President Trump and Attorney General Jeff Sessions followed their nasty war of words this morning with a meeting this afternoon where they didn't say a word about their confrontation, a source with direct knowledge tells Axios' Jonathan Swan.
- Per a second source with knowledge of the Oval Office meeting, attended by Jared Kushner, Kellyanne Conway, Sessions, Trump and Mercedes Schlapp: “No acknowledgment, not even a passing mention” of the morning’s events. “To the point where I don’t even know if he [Trump] was aware of his [Sessions’] statement."
Why it matters: This tracks with Trump's aversion to in-person confrontation. Sessions has been mostly mute in the face of sustained criticisms from his boss on the Justice Department's handling of the Mueller investigation, which scored a major win this week with Paul Manafort's eight felony convictions.

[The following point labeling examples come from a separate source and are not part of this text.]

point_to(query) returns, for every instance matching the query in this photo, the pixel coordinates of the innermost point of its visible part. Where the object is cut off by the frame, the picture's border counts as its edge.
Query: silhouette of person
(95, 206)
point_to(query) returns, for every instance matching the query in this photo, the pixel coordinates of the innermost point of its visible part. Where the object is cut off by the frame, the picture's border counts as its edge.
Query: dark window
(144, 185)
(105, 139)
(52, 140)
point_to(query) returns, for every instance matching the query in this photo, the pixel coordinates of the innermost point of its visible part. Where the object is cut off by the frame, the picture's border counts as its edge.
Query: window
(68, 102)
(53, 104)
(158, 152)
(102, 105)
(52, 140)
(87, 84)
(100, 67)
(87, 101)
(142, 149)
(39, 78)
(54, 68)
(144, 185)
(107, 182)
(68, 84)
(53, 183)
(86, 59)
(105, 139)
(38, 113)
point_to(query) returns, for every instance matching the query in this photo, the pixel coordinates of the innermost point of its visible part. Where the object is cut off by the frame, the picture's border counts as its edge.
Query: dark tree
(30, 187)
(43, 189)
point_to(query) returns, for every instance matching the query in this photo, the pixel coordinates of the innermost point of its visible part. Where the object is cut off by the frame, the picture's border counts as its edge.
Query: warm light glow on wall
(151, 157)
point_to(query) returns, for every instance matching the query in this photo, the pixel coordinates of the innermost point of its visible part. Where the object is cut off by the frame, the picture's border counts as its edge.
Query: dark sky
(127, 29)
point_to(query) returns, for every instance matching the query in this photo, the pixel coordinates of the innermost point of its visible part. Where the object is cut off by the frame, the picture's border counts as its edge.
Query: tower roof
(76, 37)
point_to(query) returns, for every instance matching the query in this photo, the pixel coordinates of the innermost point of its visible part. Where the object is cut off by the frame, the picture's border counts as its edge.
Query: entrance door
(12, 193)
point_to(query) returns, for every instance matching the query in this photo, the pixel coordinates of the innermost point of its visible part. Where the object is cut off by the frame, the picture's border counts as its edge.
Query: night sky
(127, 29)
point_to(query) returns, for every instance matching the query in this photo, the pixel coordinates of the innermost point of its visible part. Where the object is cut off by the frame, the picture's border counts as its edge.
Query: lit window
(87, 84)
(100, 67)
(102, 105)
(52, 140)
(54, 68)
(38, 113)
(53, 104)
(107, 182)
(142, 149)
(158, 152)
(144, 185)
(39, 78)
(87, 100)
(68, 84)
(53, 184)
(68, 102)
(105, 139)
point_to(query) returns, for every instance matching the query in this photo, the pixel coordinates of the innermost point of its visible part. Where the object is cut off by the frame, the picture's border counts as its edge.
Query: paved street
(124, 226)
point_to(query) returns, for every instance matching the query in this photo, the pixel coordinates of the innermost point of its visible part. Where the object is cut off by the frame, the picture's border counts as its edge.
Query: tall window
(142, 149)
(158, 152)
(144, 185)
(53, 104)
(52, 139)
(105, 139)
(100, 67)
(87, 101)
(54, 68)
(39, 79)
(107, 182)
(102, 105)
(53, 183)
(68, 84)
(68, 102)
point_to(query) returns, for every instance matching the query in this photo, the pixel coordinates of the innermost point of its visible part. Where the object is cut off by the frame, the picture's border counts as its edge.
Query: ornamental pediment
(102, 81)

Trump, in a Fox News interview that aired this morning (via AP):
"You know the only reason I gave him the job? Because I felt loyalty, he was an original supporter," Trump said, criticizing Sessions because he, according to the president, "never took control of the Justice Department."
Sessions via a spokeswoman at noon today:
"I took control of the Department of Justice the day I was sworn in… The actions of the Department of Justice will not be improperly influenced by political considerations ... I demand the highest standards, and where they are not met, I take action."
What they're saying:
- Republican senators Lindsey Graham (S.C.) and Chuck Grassley (Iowa) signaled before the Sessions statement that Trump may fire him after the midterms.
- Graham: "The president’s entitled to an attorney general he has faith in ... I think there will come a time, sooner rather than later, where it will be time to have a new face and a fresh voice at the Department of Justice. Clearly, Attorney General Sessions doesn’t have the confidence of the president.”
- Grassley said in an interview that he’d be able to schedule hearings to confirm a new attorney general, despite previously stating he was too busy to address the issue, per Bloomberg.
Meanwhile, Sen. John Cornyn defended Sessions while speaking to reporters:
- “I think it would be bad for the country, it would be bad for the president, it would be bad for the Department of Justice for him to be forced out under these circumstances. So I hope he stays the course and I hope cooler heads prevail."
P.S. As Axios' Stef Kight scooped, Trump is shelving any endorsement of a reform bill until after the election. That's in alignment with Sessions.